At North Carolina State University
learned about life as Muslim women as they wore head dresses, or hijabs, on Wednesday.
Will they also spend a day learning about life as a Christian woman, or a Jewish woman?????
"Behind the Veil," an event Sara Yasin, a junior in textile and apparel management, said she thought up last summer, invited students to experience firsthand the life of Muslim women by mirroring their attire for a day, which includes covering their hair and entire bodies minus their faces
Why just the hijab? Why not wear a nijab, and just have a slit for them to see through.
and hands. Yasin encouraged participants to abide by Muslim guidelines, such as not eating pork or drinking alcohol when wearing the hijab.
Were they also forced to stay in their homes unless accompanied by a male relative?

5 comments:

Sara Yasin said...

hey!
this is sara yasin (person who organized behind the veil)

it was a cultural experience, seeing what it is like to have a physical covering. while a lot of other religions also have physical representations of their faith, the hijab is probably a very visible one (on our campus)

it was aimed at creating better understanding. As a muslim, I know it's important to reach out and talk to other people and explain what I am.

Also, I leave my house a lot without a male companion. I just came back from Mexico

Please let me know if you have any questions about the event. This is not a form of debate, just letting you know that I am looking for feedback.

Thanks!
(sara.yasin@gmail.com

Emily Hanhan said...

Hey there Donny boy!
I just wanted to let you know that I am a non-Muslim that participated in Behind The Veil, and it's just sad that you automatically assumed the extremist point of view about Muslims. The experience of wearing the hijab for a day impacted the way I percieved the Islamic faith. The veil isn't about female submission and weakness. For female Muslims to go around every day shouting out loud their beliefs, well that's about as strong as you can get.

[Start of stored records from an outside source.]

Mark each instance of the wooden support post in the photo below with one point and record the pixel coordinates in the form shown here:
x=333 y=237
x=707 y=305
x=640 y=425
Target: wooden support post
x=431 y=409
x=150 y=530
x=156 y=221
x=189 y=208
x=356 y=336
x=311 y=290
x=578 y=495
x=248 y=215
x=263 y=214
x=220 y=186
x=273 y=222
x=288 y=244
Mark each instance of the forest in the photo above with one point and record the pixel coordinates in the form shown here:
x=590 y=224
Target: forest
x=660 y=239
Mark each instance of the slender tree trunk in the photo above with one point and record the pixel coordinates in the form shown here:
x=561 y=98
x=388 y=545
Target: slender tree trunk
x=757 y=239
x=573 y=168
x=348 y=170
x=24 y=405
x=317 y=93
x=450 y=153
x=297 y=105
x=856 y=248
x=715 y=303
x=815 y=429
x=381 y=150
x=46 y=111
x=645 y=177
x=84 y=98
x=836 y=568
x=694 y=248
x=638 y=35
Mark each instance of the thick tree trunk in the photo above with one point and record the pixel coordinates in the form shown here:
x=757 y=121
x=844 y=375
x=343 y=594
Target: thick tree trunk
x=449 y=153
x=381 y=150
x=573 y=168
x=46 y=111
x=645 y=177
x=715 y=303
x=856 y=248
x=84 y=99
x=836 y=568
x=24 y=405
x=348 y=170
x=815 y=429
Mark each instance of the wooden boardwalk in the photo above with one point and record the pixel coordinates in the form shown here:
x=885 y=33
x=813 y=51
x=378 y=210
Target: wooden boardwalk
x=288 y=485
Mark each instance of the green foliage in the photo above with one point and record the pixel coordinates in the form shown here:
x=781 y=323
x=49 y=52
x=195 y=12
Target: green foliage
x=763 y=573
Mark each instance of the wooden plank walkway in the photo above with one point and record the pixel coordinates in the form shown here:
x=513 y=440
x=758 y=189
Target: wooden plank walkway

And maybe this is just at NCSU, but the Muslim women have no shame to be who they are. Our community welcomes everyone, no matter if they wear a hijab, a niqab, or Abercrombie & Fitch. For me, the experience really helped me to understand just how strong in their faith these women are. Also, coming from a family of Palestinians and Americans, who are Greek Orthodox, this greatly helped me identify and strengthen my relationship with the Arab community.

Don Singleton said...

As I mentioned in my post, will you also spend a day learning about life as a Christian woman, or a Jewish woman?????

Xtine said...

Hey! This is Christine, Emily and Sara's friend.

Emily and Sara pretty much said enough. To answer your question, Emily and I are both Christian. You could say our whole life has been spent learning about life as Christian women. As far as Judiasm...I've got a keen interest in that as well, and have spent lots of personal time reading on that.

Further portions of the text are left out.